Agreeing to the notion of changing sentiments in hotel designs, Prem Nath, principal architect, Prem Nath & Associates feels change is the only constant. Evolution is a continuous process and Indian hospitality industry is no different from its global counterpart. “With the world getting smaller by the day, hotels have become much sleeker and smarter; the definition of space has got more defined and the specifications and finishes have undergone a lot of refinement. Modern problems have got modern solutions with things getting more and more digital by the day; with increased security and safety issues, hotel designs have evolved with respect to the access controls, surveillance, etc. - so has automation within the rooms evolved from curtains to mood lighting; to sum it up, the said ‘evolution’ is fast and for the good,” he adds.

Today, design is constantly evolving based on the demand, space, functionality, luxury and location. Sonali Rastogi, founding partner, Morphogenesis, points out, “For instance, the design of suites, public spaces and the very notion of ‘luxury’ has changed in the last decade itself. It is now becoming highly experience driven as opposed to comfort and functionality. There has been a shift from air-conditioned rooms with comfortable furniture to one where the ‘space’ itself lends to luxury.”

Drawing a cue from Rastogi’s ‘experiential element’ point, Asha Sairam, design principal, Studio Lotus, notes that the primary shift has been one of experience - the modern Indian patron is no longer looking for a hospitality experience that superficially mimics the west, or fulfils a singular recreational brief. “Spaces must provide authentic as well as layered experiences that cater to their target demographic’s aesthetic sensibilities as well as functional expectations. Successful hospitality properties are able to complement their patron’s lifestyle, which is enabled largely through design - such as in the case of business hotels, that prioritise facilitation of remote working and a life on the go over the typical fixtures of a hotel property,” she said.
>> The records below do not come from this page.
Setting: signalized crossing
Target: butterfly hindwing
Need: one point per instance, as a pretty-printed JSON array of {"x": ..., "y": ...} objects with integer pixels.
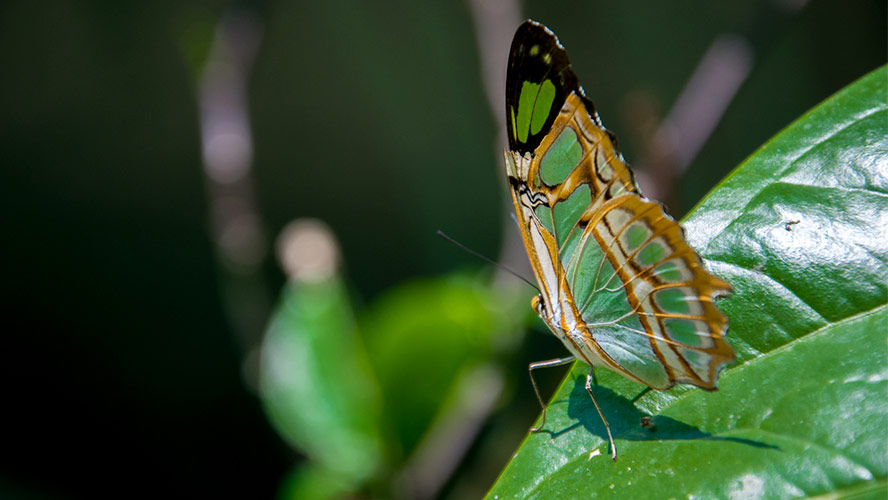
[{"x": 619, "y": 284}]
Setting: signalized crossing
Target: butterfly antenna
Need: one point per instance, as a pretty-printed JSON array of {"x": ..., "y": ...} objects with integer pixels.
[{"x": 486, "y": 259}]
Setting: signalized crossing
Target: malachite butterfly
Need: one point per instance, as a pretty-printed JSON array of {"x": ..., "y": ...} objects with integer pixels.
[{"x": 619, "y": 285}]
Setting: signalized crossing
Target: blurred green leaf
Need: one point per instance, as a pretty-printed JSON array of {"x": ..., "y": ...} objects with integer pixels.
[
  {"x": 421, "y": 337},
  {"x": 309, "y": 481},
  {"x": 315, "y": 382},
  {"x": 799, "y": 230}
]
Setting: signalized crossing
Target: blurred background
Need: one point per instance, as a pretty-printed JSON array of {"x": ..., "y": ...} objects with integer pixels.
[{"x": 169, "y": 329}]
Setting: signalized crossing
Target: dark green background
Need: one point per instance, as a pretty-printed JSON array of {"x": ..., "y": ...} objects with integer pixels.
[{"x": 121, "y": 375}]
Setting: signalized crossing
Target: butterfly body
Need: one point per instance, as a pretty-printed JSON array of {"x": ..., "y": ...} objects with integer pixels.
[{"x": 619, "y": 285}]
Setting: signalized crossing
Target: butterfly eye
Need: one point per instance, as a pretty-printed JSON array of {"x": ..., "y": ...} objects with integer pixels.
[{"x": 537, "y": 304}]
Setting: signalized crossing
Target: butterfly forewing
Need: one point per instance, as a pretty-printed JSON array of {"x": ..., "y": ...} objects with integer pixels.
[{"x": 620, "y": 285}]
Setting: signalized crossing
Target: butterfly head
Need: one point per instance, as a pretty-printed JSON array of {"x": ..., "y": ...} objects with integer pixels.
[{"x": 539, "y": 305}]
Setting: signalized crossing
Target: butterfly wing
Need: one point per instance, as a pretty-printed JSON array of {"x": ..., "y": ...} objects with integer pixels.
[{"x": 620, "y": 285}]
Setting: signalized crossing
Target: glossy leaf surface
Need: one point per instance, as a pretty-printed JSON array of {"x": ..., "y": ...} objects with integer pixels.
[{"x": 799, "y": 231}]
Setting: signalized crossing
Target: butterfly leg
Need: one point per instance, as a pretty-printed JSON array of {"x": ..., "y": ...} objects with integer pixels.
[
  {"x": 544, "y": 364},
  {"x": 610, "y": 438}
]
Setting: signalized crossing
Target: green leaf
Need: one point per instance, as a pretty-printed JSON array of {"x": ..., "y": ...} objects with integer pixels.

The restaurant sector across the country is also undergoing a facelift, with more of experiential dining spaces mushrooming in not just the metros but also in the B cities. Interior designer Sumessh Menon, owner, Sumessh Menon Associates, who has designed several theme-based dining outlets in India, reasons it is because of the new generation of customers, widely known as ‘millennials’. “They are always looking for that “something more” factor when it comes to dining out, which has in turn compelled interior designers to rethink a restaurant’s cosmetics. Large groups, unusual meal times, healthy food options, unique ambience and the opportunity for self-expression are all part of the dining experience for this generation. As designers, it is very important to consider these aspects while planning the design of the restaurant. Today restaurants are so much more than just about food. They are more of an opportunity for social experiences and exploration. The ambience matters, the comfort level and seating styles matter, hygienic facilities matter and even the unique services matter. As per the current trends, the millennial generation prefers large groups and so communal tables with unique seating styles become an instant hit. High energy bars always pull a crowd and in the case of this generation a crowd pulls in more of a crowd,” he points out.

“Exotic cuisines, traditional cuisines and fusion food; each evoking a different experience have started defining the design strategy of the industry. This has led to customisation of architecture that briefs the cuisine and enhances not only the dining experience but also the narration of story behind the cuisine,” observe Rakhee Bedi and Shobhit Kumar, founding directors, RSDA.